Depuis plus d'un an, les refuges pour sans-abri de Montréal n'ont pratiquement jamais affiché complet, même par très grand froid. Des chiffres sur l'occupation des refuges, compilés par la Ville de Montréal, montrent que, excluant la Maison du Père, qui est presque toujours plein, les deux autres grands refuges ont toujours des places disponibles et leurs dortoirs ne sont parfois qu'à moitié remplis.

Depuis le 16 décembre, la Mission Bon Accueil a accueilli en moyenne 91 clients alors que le refuge a une capacité de 145 personnes. Les 35 places d'appoint dont s'est doté le refuge il y a quelques années sont, elles aussi souvent vacantes: le taux d'occupation moyen est de 15 clients. Même scénario à la Mission Old Brewery, où le taux d'occupation est de 217 clients, sur 237 places disponibles. Seule la Maison du Père affiche pratiquement toujours complet: les 150 lits du refuge étaient tous occupés 20 jours sur les 27 qui se sont écoulés depuis la mi-décembre.

 

Cette situation ne date pas de cette année: au cours de l'hiver dernier, les trois grands refuges montréalais n'ont pratiquement jamais affiché complet, sauf, encore là, la Maison du Père. Et cela, même par très grand froid: le 2 janvier 2008, il faisait -20 degrés Celsius. La Maison du Père était complète, mais la Mission Bon Accueil avait 60 places inoccupées.

Comment expliquer cette situation? «Il y a cinq ans, il n'y avait pas de porte de sortie de l'itinérance. Là, on a mis des choses en place. On a créé de nouvelles formes d'hébergement plus permanentes, souligne Cyrille Morgan, directeur de la Mission Bon Accueil. On travaille très fort pour qu'il y ait de moins en moins de monde dans la rue.» M. Morgan estime qu'en deux ans, au moins 150 de ses clients sont parvenus à sortir de l'itinérance.

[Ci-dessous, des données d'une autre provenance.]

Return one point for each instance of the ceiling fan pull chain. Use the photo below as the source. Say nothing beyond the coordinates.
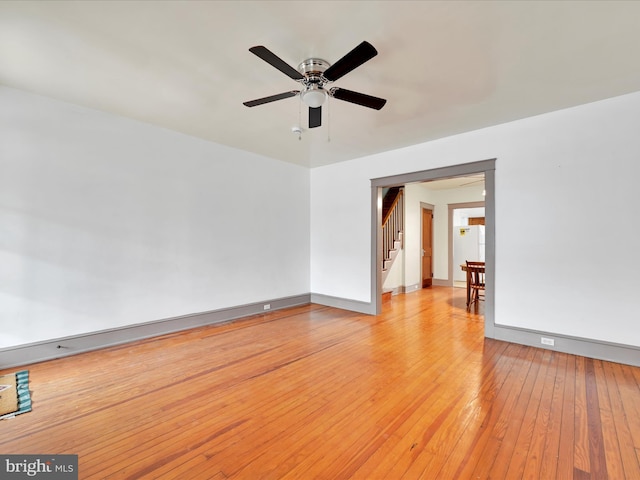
(300, 119)
(328, 120)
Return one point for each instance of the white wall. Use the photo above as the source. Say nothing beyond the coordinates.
(107, 222)
(574, 172)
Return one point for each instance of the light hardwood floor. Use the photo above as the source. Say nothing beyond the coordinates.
(316, 392)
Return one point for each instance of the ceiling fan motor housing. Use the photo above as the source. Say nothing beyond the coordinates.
(314, 93)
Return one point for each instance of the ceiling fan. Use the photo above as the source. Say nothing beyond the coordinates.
(314, 74)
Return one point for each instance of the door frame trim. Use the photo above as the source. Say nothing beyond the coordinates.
(432, 209)
(377, 184)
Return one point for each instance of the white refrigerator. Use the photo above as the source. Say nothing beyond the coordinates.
(468, 244)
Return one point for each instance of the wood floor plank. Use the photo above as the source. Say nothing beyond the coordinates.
(581, 459)
(318, 392)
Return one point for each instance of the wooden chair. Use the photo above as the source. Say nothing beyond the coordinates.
(475, 284)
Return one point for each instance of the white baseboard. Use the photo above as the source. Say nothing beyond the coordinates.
(612, 352)
(61, 347)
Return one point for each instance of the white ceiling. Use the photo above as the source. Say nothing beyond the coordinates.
(444, 67)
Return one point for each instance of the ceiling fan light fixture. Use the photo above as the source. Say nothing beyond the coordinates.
(314, 97)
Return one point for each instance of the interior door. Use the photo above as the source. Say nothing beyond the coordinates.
(427, 247)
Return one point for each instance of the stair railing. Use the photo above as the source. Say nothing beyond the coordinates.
(393, 226)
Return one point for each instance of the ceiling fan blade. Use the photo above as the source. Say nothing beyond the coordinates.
(357, 98)
(272, 98)
(275, 61)
(352, 60)
(315, 117)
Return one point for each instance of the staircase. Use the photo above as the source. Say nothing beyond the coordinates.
(392, 227)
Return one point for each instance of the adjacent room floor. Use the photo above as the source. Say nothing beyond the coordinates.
(317, 392)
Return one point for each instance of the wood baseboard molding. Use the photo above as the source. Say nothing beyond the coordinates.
(62, 347)
(612, 352)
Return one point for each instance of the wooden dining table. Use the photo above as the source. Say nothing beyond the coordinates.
(464, 269)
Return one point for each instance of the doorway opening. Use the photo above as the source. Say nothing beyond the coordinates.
(466, 238)
(485, 167)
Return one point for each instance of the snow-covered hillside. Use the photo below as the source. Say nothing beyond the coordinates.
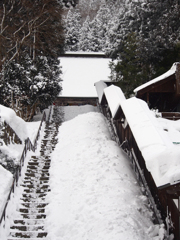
(94, 193)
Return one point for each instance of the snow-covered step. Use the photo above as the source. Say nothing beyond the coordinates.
(27, 228)
(32, 210)
(30, 234)
(28, 222)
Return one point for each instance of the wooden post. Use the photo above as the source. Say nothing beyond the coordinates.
(179, 215)
(177, 75)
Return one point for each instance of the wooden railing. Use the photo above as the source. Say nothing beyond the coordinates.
(27, 147)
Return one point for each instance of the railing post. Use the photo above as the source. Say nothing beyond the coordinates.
(28, 146)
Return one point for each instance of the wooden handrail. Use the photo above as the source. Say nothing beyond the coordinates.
(28, 146)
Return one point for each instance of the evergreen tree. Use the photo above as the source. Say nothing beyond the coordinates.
(73, 26)
(84, 38)
(28, 84)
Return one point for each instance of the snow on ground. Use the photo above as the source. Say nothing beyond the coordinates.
(80, 74)
(14, 151)
(170, 72)
(69, 112)
(94, 194)
(6, 179)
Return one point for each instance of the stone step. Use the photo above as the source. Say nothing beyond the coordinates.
(34, 185)
(24, 228)
(29, 222)
(29, 234)
(17, 238)
(36, 190)
(33, 216)
(33, 200)
(34, 196)
(35, 205)
(35, 175)
(32, 210)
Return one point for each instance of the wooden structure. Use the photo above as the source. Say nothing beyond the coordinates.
(166, 197)
(84, 54)
(70, 101)
(163, 92)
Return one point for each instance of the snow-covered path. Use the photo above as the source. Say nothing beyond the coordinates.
(94, 193)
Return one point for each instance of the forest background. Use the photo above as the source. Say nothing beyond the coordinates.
(141, 36)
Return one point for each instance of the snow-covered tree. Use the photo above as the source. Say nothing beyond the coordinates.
(73, 27)
(30, 83)
(84, 38)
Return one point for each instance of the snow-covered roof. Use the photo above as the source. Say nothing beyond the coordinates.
(115, 97)
(158, 79)
(85, 53)
(159, 152)
(6, 179)
(80, 74)
(100, 86)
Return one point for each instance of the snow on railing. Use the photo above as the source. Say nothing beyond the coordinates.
(28, 146)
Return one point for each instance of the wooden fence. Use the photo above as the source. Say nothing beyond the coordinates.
(161, 200)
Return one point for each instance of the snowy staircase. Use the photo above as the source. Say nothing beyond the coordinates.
(30, 216)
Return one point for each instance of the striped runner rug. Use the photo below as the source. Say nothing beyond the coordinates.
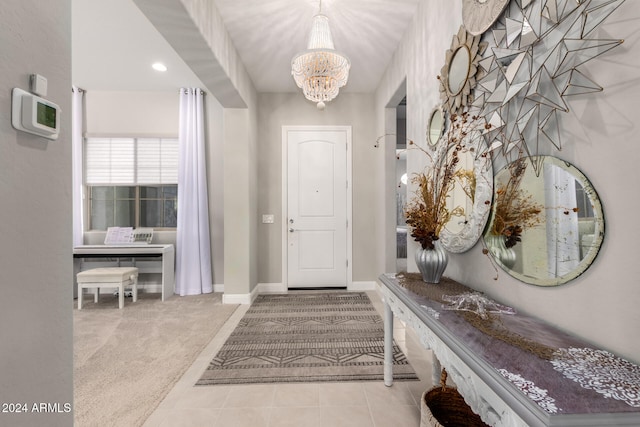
(306, 337)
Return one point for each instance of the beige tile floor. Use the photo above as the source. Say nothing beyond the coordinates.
(350, 404)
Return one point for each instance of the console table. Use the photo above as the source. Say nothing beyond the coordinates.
(166, 252)
(507, 385)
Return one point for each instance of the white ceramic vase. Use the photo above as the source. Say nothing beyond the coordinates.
(432, 262)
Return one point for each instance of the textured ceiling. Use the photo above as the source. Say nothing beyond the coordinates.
(114, 44)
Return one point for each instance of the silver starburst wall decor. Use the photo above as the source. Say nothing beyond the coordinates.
(532, 66)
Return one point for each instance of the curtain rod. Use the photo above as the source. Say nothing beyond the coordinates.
(192, 88)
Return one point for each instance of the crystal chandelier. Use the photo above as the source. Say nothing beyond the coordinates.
(320, 71)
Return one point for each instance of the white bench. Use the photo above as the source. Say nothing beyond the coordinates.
(108, 277)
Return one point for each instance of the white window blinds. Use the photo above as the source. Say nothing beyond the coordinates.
(112, 161)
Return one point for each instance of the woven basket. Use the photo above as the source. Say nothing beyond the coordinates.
(443, 406)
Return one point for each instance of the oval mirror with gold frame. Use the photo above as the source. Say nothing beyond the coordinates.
(460, 71)
(470, 195)
(435, 126)
(547, 222)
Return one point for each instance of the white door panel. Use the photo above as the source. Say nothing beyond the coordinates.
(316, 205)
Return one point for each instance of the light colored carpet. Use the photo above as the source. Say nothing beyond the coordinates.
(304, 337)
(126, 361)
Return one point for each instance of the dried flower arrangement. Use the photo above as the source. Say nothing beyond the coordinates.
(428, 212)
(514, 209)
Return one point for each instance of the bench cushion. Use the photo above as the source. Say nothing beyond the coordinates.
(106, 274)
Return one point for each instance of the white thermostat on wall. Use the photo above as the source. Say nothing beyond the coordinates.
(34, 114)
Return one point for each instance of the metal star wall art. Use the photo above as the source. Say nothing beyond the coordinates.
(532, 66)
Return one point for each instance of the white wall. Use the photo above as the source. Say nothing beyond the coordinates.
(35, 219)
(156, 114)
(600, 138)
(277, 110)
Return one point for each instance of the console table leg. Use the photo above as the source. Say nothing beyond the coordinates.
(437, 370)
(388, 345)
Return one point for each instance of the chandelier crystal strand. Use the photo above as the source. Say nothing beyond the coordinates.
(320, 71)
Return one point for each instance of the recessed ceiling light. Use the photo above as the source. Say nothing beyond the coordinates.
(158, 66)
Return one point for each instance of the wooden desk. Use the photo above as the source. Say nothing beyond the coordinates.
(504, 384)
(166, 252)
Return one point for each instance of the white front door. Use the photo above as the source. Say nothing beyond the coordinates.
(317, 189)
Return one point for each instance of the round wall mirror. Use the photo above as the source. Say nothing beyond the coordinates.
(469, 196)
(458, 70)
(436, 126)
(547, 222)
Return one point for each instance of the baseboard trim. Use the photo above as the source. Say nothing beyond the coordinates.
(362, 286)
(271, 288)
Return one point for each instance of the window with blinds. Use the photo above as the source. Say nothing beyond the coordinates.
(131, 161)
(132, 182)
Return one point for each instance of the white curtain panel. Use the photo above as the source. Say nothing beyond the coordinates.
(563, 250)
(193, 252)
(77, 125)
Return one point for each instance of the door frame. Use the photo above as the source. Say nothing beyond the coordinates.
(285, 198)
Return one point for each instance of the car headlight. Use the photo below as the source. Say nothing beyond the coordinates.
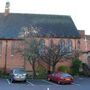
(24, 74)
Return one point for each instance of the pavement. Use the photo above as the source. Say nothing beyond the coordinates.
(79, 84)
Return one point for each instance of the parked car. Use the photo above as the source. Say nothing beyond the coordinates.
(18, 74)
(61, 78)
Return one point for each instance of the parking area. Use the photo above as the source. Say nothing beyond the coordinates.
(79, 84)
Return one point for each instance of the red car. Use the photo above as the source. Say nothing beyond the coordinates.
(61, 78)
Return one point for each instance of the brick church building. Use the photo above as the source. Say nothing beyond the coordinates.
(58, 26)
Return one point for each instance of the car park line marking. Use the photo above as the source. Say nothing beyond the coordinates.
(49, 82)
(8, 81)
(30, 83)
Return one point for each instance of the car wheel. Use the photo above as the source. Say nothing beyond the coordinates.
(12, 81)
(25, 80)
(49, 79)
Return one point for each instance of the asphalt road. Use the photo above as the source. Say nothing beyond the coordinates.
(79, 84)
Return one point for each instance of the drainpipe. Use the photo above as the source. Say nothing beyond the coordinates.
(85, 43)
(5, 67)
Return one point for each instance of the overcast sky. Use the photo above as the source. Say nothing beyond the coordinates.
(79, 10)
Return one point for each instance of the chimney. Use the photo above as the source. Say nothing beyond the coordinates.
(7, 9)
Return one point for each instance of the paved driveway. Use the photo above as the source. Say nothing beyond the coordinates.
(79, 84)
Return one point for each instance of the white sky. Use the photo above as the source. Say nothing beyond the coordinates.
(79, 10)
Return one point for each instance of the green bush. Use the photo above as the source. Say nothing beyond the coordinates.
(64, 69)
(41, 72)
(76, 63)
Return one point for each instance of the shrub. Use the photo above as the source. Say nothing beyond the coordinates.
(64, 69)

Pourtant, on crée de nouvelles places

Pourtant, les trois grands refuges viennent de créer, en collaboration avec la Ville de Montréal, six nouvelles places de répit, qui s'adressent à une clientèle difficile, refusée par la plupart des grands refuges. Si un client est intoxiqué ou qu'il a un comportement agressif, les intervenants leur refusent souvent l'entrée. Ils sont «barrés» dans le langage du milieu.

«Depuis quelques années, j'avais des clients qui étaient barrés à vie dans les grands refuges, barrés pendant un an ou pendant plusieurs mois», observe Jason Champagne, chef du programme itinérance au CLSC des Faubourgs. Certains refuges peuvent exclure un itinérant parce qu'il sent l'alcool ou refuse de prendre sa douche, illustre-t-il. Il y a un an, une quinzaine de sans-abris étaient ainsi exclus de tous les refuges montréalais.

«Quand je suis arrivé en poste, certaines personnes pouvaient être barrées à vie. On ne fait plus ça. On suspend le service jusqu'à avis contraire et on révise les dossiers régulièrement. Le but, c'est de ''débarrer» les gens''«, dit Matthew Pearce, de la Mission Old Brewery.

Les places de répit sont donc utilisées pour héberger cette clientèle difficile pendant un maximum de 72 heures. «Ce qu'on espère, c'est qu'avec un séjour au centre de répit, ils vont se calmer et revenir ensuite aux services normaux», souligne M. Pearce.